# Predicting possible revenue from each unit given certain features about that unit 

In [7]:
import pandas as pd
import numpy as np

df = pd.read_csv('raw_data.csv')

df.head()

Unnamed: 0,account_id,type1_column1,type1_column2,type1_column3,type1_column4,type1_column5,type1_column6,type1_column7,type1_column8,type1_column9,...,type2_column191,type2_column192,type2_column193,type2_column194,type2_column195,type2_column196,type2_column197,type2_column198,type3_column1,y
0,0,1,0,4,0,0,0,1,0,1,...,0,0,0,0,0,0,0,0,139,3720
1,1,5,1,8,5,1,1,1,0,5,...,0,0,0,0,0,0,0,0,126,25
2,2,5,4,8,6,2,0,1,0,8,...,0,0,0,0,0,0,0,0,180,130
3,3,3,2,4,4,2,0,1,0,4,...,0,0,0,0,0,0,0,0,133,455
4,4,6,2,9,6,1,0,3,0,6,...,0,0,0,0,0,0,0,0,164,1170


The data above is something that we compiled to help our company better understand how much net revenue it could ideally expect from each unit (account id).
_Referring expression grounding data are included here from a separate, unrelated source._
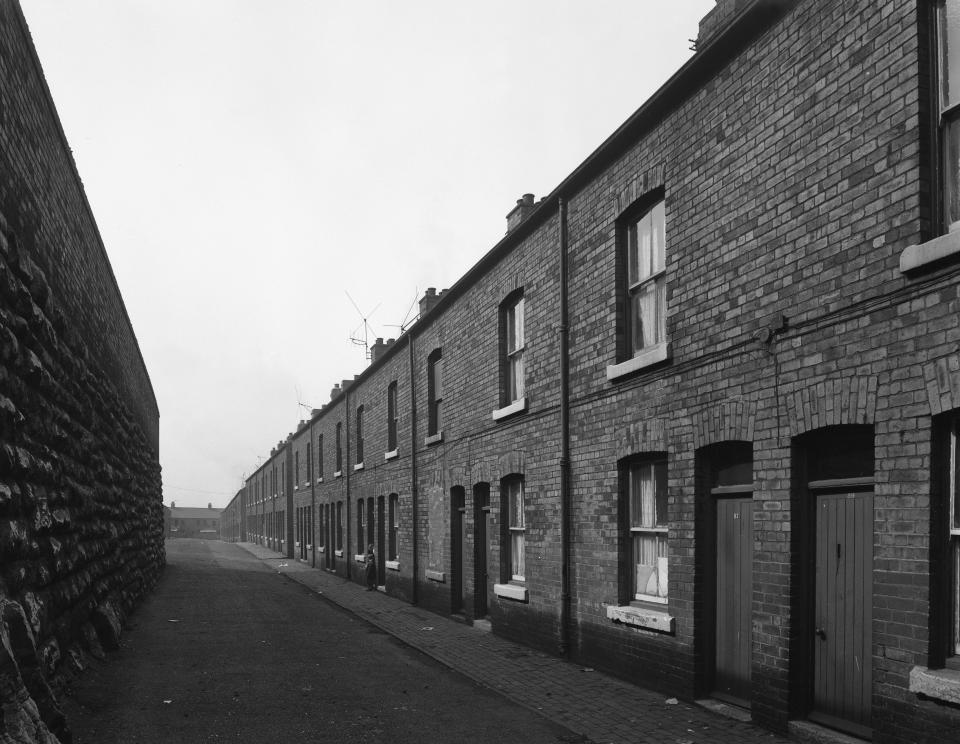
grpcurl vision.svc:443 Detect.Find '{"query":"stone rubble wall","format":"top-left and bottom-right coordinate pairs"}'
top-left (0, 3), bottom-right (164, 743)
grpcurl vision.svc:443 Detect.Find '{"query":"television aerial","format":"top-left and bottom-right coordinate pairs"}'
top-left (345, 290), bottom-right (380, 360)
top-left (383, 287), bottom-right (421, 336)
top-left (295, 385), bottom-right (312, 419)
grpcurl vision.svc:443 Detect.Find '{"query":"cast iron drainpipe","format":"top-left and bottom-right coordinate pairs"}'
top-left (345, 386), bottom-right (352, 580)
top-left (559, 196), bottom-right (571, 657)
top-left (310, 418), bottom-right (316, 569)
top-left (407, 333), bottom-right (419, 605)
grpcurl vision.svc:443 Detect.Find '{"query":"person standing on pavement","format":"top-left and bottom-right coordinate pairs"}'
top-left (365, 543), bottom-right (376, 590)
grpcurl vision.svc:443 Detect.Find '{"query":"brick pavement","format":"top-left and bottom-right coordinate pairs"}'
top-left (236, 542), bottom-right (787, 744)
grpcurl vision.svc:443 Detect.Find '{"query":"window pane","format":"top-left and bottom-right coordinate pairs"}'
top-left (515, 297), bottom-right (524, 348)
top-left (651, 200), bottom-right (665, 274)
top-left (637, 212), bottom-right (653, 282)
top-left (507, 300), bottom-right (523, 353)
top-left (509, 481), bottom-right (524, 528)
top-left (633, 533), bottom-right (668, 599)
top-left (941, 3), bottom-right (960, 110)
top-left (952, 426), bottom-right (960, 531)
top-left (945, 118), bottom-right (960, 230)
top-left (630, 464), bottom-right (655, 528)
top-left (654, 460), bottom-right (668, 527)
top-left (512, 532), bottom-right (525, 578)
top-left (630, 278), bottom-right (666, 352)
top-left (954, 537), bottom-right (960, 655)
top-left (509, 352), bottom-right (524, 401)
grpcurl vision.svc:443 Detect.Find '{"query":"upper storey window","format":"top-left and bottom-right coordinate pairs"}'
top-left (355, 405), bottom-right (364, 466)
top-left (939, 2), bottom-right (960, 231)
top-left (626, 199), bottom-right (666, 354)
top-left (493, 290), bottom-right (527, 420)
top-left (387, 381), bottom-right (398, 453)
top-left (504, 293), bottom-right (525, 404)
top-left (335, 422), bottom-right (343, 474)
top-left (427, 349), bottom-right (443, 437)
top-left (607, 195), bottom-right (669, 381)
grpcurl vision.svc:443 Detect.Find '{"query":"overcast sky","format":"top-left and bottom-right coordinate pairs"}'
top-left (20, 0), bottom-right (716, 508)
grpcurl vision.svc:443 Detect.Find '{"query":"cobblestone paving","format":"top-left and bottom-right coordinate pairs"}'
top-left (238, 543), bottom-right (788, 744)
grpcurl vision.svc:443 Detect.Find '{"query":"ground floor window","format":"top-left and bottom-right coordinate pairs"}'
top-left (936, 414), bottom-right (960, 661)
top-left (389, 493), bottom-right (399, 561)
top-left (357, 499), bottom-right (365, 554)
top-left (336, 501), bottom-right (343, 551)
top-left (624, 457), bottom-right (668, 603)
top-left (502, 476), bottom-right (525, 582)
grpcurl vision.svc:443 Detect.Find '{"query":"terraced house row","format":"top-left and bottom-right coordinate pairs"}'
top-left (220, 1), bottom-right (960, 741)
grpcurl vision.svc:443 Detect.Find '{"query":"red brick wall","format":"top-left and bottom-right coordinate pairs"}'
top-left (241, 2), bottom-right (960, 741)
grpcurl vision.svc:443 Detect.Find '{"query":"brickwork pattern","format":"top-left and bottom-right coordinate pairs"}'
top-left (229, 2), bottom-right (960, 742)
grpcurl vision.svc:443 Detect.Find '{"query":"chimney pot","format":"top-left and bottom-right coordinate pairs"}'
top-left (697, 0), bottom-right (750, 48)
top-left (419, 287), bottom-right (443, 318)
top-left (371, 337), bottom-right (389, 363)
top-left (506, 193), bottom-right (537, 233)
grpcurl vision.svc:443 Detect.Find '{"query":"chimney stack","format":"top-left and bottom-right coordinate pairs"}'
top-left (419, 287), bottom-right (441, 317)
top-left (506, 193), bottom-right (536, 233)
top-left (370, 337), bottom-right (387, 363)
top-left (330, 382), bottom-right (341, 401)
top-left (697, 0), bottom-right (751, 48)
top-left (208, 502), bottom-right (212, 509)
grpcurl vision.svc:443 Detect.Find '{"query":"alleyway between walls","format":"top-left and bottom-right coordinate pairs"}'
top-left (62, 539), bottom-right (786, 744)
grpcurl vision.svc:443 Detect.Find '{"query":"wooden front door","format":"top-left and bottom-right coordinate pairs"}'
top-left (376, 496), bottom-right (385, 586)
top-left (811, 489), bottom-right (873, 737)
top-left (714, 495), bottom-right (753, 703)
top-left (451, 489), bottom-right (465, 614)
top-left (474, 485), bottom-right (490, 618)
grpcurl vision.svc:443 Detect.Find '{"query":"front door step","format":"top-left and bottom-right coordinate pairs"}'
top-left (788, 719), bottom-right (870, 744)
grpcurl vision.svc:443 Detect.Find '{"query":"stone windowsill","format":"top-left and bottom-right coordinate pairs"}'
top-left (318, 547), bottom-right (325, 553)
top-left (492, 397), bottom-right (527, 422)
top-left (606, 603), bottom-right (675, 633)
top-left (294, 485), bottom-right (299, 491)
top-left (335, 549), bottom-right (343, 558)
top-left (424, 431), bottom-right (443, 446)
top-left (493, 583), bottom-right (528, 602)
top-left (909, 665), bottom-right (960, 705)
top-left (425, 569), bottom-right (445, 582)
top-left (606, 341), bottom-right (671, 382)
top-left (386, 560), bottom-right (400, 571)
top-left (334, 471), bottom-right (343, 479)
top-left (354, 553), bottom-right (366, 563)
top-left (295, 541), bottom-right (300, 547)
top-left (900, 230), bottom-right (960, 274)
top-left (384, 449), bottom-right (398, 461)
top-left (354, 462), bottom-right (364, 472)
top-left (316, 477), bottom-right (323, 484)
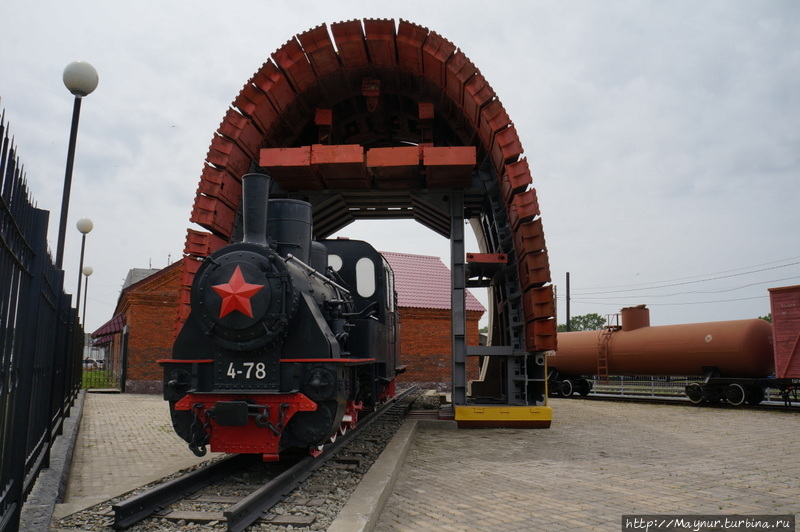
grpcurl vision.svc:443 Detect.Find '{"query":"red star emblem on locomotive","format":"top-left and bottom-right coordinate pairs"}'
top-left (212, 266), bottom-right (264, 318)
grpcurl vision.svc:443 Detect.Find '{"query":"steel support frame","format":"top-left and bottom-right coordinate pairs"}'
top-left (451, 190), bottom-right (467, 405)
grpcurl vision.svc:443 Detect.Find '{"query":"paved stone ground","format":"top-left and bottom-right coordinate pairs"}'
top-left (19, 392), bottom-right (85, 531)
top-left (53, 392), bottom-right (222, 519)
top-left (376, 399), bottom-right (800, 531)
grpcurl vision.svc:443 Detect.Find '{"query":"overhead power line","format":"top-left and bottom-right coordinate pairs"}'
top-left (568, 275), bottom-right (800, 301)
top-left (568, 295), bottom-right (768, 307)
top-left (571, 260), bottom-right (800, 296)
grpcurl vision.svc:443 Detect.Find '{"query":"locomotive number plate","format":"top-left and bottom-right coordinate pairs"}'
top-left (214, 355), bottom-right (280, 390)
top-left (226, 361), bottom-right (269, 379)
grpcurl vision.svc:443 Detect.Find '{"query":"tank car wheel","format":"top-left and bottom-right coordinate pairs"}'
top-left (576, 379), bottom-right (592, 397)
top-left (746, 387), bottom-right (765, 405)
top-left (686, 383), bottom-right (704, 404)
top-left (558, 379), bottom-right (574, 398)
top-left (725, 383), bottom-right (746, 406)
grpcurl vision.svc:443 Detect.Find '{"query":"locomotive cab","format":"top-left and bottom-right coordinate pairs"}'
top-left (323, 238), bottom-right (403, 401)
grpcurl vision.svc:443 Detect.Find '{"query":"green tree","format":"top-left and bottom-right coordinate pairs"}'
top-left (558, 313), bottom-right (606, 332)
top-left (758, 313), bottom-right (772, 323)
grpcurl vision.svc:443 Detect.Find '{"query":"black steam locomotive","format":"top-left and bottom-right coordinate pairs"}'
top-left (160, 173), bottom-right (401, 461)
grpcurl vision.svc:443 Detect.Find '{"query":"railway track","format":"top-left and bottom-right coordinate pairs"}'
top-left (555, 392), bottom-right (799, 413)
top-left (54, 386), bottom-right (420, 532)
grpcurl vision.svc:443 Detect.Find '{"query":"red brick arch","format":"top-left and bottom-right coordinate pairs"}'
top-left (180, 18), bottom-right (556, 355)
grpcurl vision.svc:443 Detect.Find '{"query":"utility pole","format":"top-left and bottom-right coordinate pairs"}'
top-left (566, 272), bottom-right (571, 332)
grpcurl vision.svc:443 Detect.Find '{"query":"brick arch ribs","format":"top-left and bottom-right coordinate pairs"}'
top-left (179, 18), bottom-right (556, 409)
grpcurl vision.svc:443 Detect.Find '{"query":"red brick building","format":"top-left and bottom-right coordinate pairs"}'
top-left (91, 262), bottom-right (182, 393)
top-left (93, 252), bottom-right (484, 393)
top-left (381, 252), bottom-right (485, 390)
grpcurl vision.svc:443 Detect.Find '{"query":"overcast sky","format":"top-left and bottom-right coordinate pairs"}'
top-left (1, 1), bottom-right (798, 333)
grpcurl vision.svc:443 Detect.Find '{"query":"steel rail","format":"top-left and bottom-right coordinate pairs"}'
top-left (111, 386), bottom-right (417, 530)
top-left (112, 453), bottom-right (253, 529)
top-left (564, 393), bottom-right (799, 412)
top-left (224, 385), bottom-right (418, 532)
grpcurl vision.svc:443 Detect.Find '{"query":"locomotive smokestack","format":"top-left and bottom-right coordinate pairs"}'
top-left (241, 173), bottom-right (272, 246)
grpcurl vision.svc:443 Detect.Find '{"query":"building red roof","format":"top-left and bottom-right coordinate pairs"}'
top-left (381, 251), bottom-right (485, 312)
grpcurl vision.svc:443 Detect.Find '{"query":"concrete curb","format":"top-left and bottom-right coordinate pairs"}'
top-left (19, 390), bottom-right (86, 531)
top-left (328, 419), bottom-right (420, 532)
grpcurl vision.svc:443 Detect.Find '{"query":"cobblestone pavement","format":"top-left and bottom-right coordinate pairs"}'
top-left (376, 399), bottom-right (800, 532)
top-left (54, 392), bottom-right (222, 519)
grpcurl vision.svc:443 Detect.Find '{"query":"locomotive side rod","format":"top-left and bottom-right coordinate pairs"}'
top-left (224, 385), bottom-right (419, 532)
top-left (112, 453), bottom-right (253, 529)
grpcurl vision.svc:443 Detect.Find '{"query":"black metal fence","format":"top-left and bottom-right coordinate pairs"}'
top-left (81, 336), bottom-right (124, 391)
top-left (0, 109), bottom-right (84, 531)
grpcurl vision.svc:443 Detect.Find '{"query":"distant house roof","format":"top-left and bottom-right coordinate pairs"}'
top-left (92, 262), bottom-right (183, 341)
top-left (122, 268), bottom-right (161, 289)
top-left (91, 313), bottom-right (125, 344)
top-left (381, 251), bottom-right (485, 313)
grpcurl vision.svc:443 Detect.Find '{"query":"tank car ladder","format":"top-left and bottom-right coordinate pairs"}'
top-left (597, 314), bottom-right (620, 384)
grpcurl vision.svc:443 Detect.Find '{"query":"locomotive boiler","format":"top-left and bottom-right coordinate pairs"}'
top-left (160, 173), bottom-right (400, 461)
top-left (548, 305), bottom-right (786, 405)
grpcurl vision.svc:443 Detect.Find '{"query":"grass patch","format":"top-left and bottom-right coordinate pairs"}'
top-left (81, 369), bottom-right (119, 389)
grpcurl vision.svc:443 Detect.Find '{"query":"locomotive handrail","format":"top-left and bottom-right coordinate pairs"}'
top-left (285, 253), bottom-right (350, 294)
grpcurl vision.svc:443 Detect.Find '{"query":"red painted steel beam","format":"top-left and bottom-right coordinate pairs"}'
top-left (366, 146), bottom-right (422, 189)
top-left (272, 38), bottom-right (318, 94)
top-left (233, 84), bottom-right (280, 140)
top-left (422, 31), bottom-right (456, 87)
top-left (363, 19), bottom-right (397, 67)
top-left (197, 165), bottom-right (242, 210)
top-left (466, 253), bottom-right (508, 264)
top-left (259, 146), bottom-right (320, 189)
top-left (206, 134), bottom-right (251, 181)
top-left (423, 146), bottom-right (476, 188)
top-left (522, 285), bottom-right (556, 322)
top-left (500, 158), bottom-right (532, 204)
top-left (526, 318), bottom-right (557, 351)
top-left (445, 51), bottom-right (477, 108)
top-left (396, 19), bottom-right (426, 75)
top-left (251, 60), bottom-right (297, 114)
top-left (463, 72), bottom-right (495, 128)
top-left (311, 144), bottom-right (370, 188)
top-left (218, 108), bottom-right (262, 159)
top-left (479, 99), bottom-right (511, 154)
top-left (491, 124), bottom-right (523, 176)
top-left (508, 188), bottom-right (540, 230)
top-left (184, 229), bottom-right (227, 258)
top-left (190, 194), bottom-right (236, 237)
top-left (518, 252), bottom-right (550, 290)
top-left (298, 23), bottom-right (340, 78)
top-left (331, 20), bottom-right (369, 68)
top-left (513, 218), bottom-right (546, 258)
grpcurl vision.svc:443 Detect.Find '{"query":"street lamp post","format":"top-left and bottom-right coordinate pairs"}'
top-left (75, 217), bottom-right (93, 321)
top-left (56, 61), bottom-right (98, 270)
top-left (82, 265), bottom-right (94, 328)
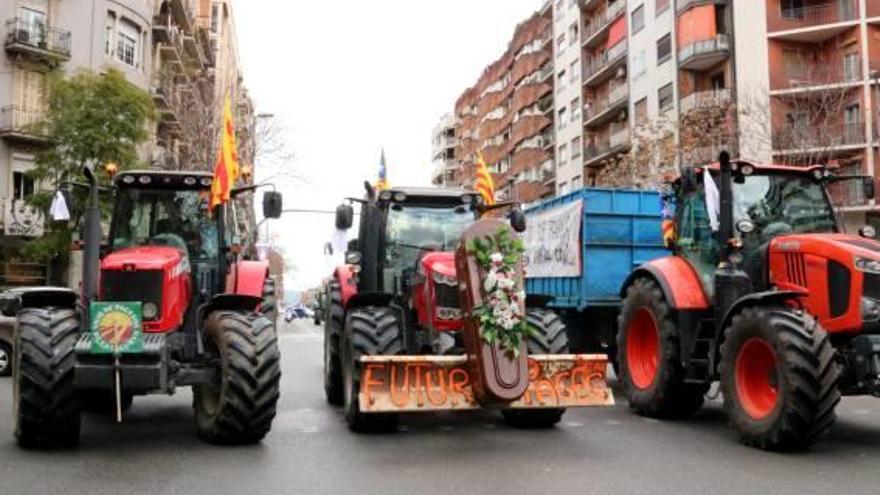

This is a complicated problem because the price of each unit is negotiated by buyers (of which there could be up to 40-50 different buyers with different negotiating powers and requirements), and sellers, of which there are about 20, each with their negotiating toolkit. The type 1 columns were created by aggregating data sent over by the buyers that indicated certain characteristics that they desired in each unit. Each column is a particular characteristic, and the number in the column is the number of buyers who requested that. The type 2 columns are the characteristics assigned to each unit by the company that the sellers can then share with the buyers to entice them to purchase a particular unit or not. Type 3 column contains the number of times the buyers and sellers agreed that this was a viable unit, and they entered into a negotiation to purchase the unit. Note, that entering negotiations does not always lead to a sale. There could also be instances of $0 sales for one reason or another.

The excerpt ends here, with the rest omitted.